PALABUHANRATU – Pemkab Sukabumi bersama Dinas Pemberdayaan Masyarakat dan Desa (DPMD) Provinsi Jawa Barat menggelar pertemuan koordinatif guna mempersiapkan proses verifikasi dan validasi (Verval) data masyarakat terdampak bencana di Kecamatan Simpenan. Pertemuan ini tersebut berlangsung di Aula Kantor Kecamatan Simpenan, pada Senin (12/1/2026).
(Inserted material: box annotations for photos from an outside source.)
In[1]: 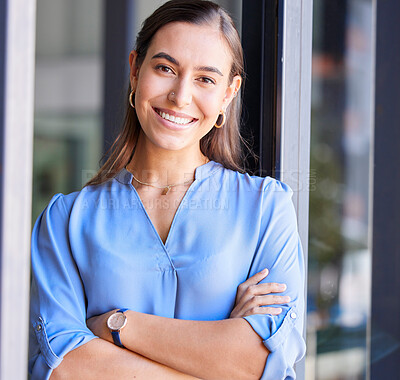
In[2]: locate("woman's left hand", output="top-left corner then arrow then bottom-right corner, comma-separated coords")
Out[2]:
229,269 -> 290,318
86,309 -> 118,343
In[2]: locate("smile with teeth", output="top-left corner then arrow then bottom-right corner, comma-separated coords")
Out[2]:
155,109 -> 194,125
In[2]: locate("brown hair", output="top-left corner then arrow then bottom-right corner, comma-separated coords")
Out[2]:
85,0 -> 249,186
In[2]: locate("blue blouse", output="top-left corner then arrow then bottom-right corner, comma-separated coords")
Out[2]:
29,161 -> 305,380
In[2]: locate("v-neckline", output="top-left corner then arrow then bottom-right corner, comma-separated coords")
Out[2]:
132,179 -> 196,251
122,160 -> 222,253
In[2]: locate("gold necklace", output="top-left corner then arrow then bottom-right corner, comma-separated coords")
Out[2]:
130,158 -> 210,195
131,172 -> 194,195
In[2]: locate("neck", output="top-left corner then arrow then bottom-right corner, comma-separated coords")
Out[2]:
126,136 -> 208,186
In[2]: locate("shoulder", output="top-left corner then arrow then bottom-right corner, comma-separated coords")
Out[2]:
217,165 -> 293,197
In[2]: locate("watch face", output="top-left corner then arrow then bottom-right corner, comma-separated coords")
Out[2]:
107,313 -> 126,331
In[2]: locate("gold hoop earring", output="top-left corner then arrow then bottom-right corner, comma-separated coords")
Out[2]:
214,111 -> 226,128
129,90 -> 135,109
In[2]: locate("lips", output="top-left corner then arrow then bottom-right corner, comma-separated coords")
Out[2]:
154,108 -> 197,126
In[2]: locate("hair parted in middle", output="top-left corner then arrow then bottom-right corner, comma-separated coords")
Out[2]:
85,0 -> 251,186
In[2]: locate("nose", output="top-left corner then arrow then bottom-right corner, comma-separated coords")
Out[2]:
168,79 -> 192,108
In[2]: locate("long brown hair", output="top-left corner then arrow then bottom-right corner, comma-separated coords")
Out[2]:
85,0 -> 250,186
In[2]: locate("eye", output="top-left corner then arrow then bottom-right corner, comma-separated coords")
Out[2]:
156,65 -> 174,74
199,77 -> 215,84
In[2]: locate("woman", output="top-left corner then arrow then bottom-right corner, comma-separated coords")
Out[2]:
29,0 -> 305,380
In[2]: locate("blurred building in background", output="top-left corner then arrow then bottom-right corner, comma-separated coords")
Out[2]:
0,0 -> 400,380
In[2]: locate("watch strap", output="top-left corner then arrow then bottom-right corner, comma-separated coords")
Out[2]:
111,309 -> 128,348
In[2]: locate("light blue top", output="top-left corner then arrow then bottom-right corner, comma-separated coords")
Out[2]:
29,161 -> 305,380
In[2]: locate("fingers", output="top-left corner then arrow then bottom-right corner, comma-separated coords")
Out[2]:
247,282 -> 286,296
239,268 -> 269,288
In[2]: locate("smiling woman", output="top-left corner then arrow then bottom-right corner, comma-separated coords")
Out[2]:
29,0 -> 305,380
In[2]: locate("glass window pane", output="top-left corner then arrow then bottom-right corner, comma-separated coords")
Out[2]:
306,0 -> 374,380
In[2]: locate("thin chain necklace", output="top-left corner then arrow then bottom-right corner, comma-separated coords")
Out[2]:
130,158 -> 210,195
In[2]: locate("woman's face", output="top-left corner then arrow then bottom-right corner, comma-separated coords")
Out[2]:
129,22 -> 241,154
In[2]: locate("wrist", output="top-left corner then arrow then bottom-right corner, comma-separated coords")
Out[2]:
119,310 -> 137,350
106,308 -> 128,348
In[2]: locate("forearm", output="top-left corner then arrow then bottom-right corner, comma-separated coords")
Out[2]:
121,311 -> 268,380
51,339 -> 200,380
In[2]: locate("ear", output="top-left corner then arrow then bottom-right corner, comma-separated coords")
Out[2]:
129,50 -> 139,91
222,75 -> 242,110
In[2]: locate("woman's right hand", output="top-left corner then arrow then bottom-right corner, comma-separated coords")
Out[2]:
229,269 -> 290,318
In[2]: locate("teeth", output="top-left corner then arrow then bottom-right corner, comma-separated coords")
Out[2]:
157,111 -> 193,125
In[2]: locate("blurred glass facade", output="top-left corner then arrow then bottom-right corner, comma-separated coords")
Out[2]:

Rapat koordinasi ini dihadiri Kepala DPMD Kabupaten Sukabumi, Ahmad Samsul Bahri, Kalak BPBD Kabupaten Sukabumi, Eki Radiana Rizki, Camat Simpenan, Forkopimcam Simpenan, serta perwakilan dari empat desa terdampak, yakni Desa Cibuntu, Sangrawayang, Cidadap, dan Loji. Sementara tiga desa lainnya, yakni Desa Mekarasih, Kertajaya, dan Cihaur, tidak dapat hadir lantaran terisolir.
Diketahui tercatat terdapat tujuh desa yang terdampak bencana banjir bandang, yakni Cibuntu, Sangrawayang, Cidadap, Loji, Mekarasih, Kertajaya, dan Cihaur.
Baca Juga:Kelola Dana Wakaf, Pemkot Sukabumi Jalin Kerja Sama dengan BWIPDIP Tolak Wacana Pilkada Melalui DPRD Kota Sukabumi
Kepala DPMD Provinsi Jawa Barat Ade Afriandi, mengatakan, Pemerintah Provinsi Jawa Barat telah terlibat langsung dalam penanganan bencana di Kabupaten Sukabumi sejak 2024. Menurutnya, langkah yang diambil saat ini merupakan tindak lanjut dari arahan Gubernur Jawa Barat Dedi Mulyadi untuk bergerak cepat dan strategis. “Arahan gubernur jelas, penanganan harus dilakukan cepat dan tepat, terutama bagi masyarakat yang rumahnya sudah tidak bisa ditempati,” ujarnya.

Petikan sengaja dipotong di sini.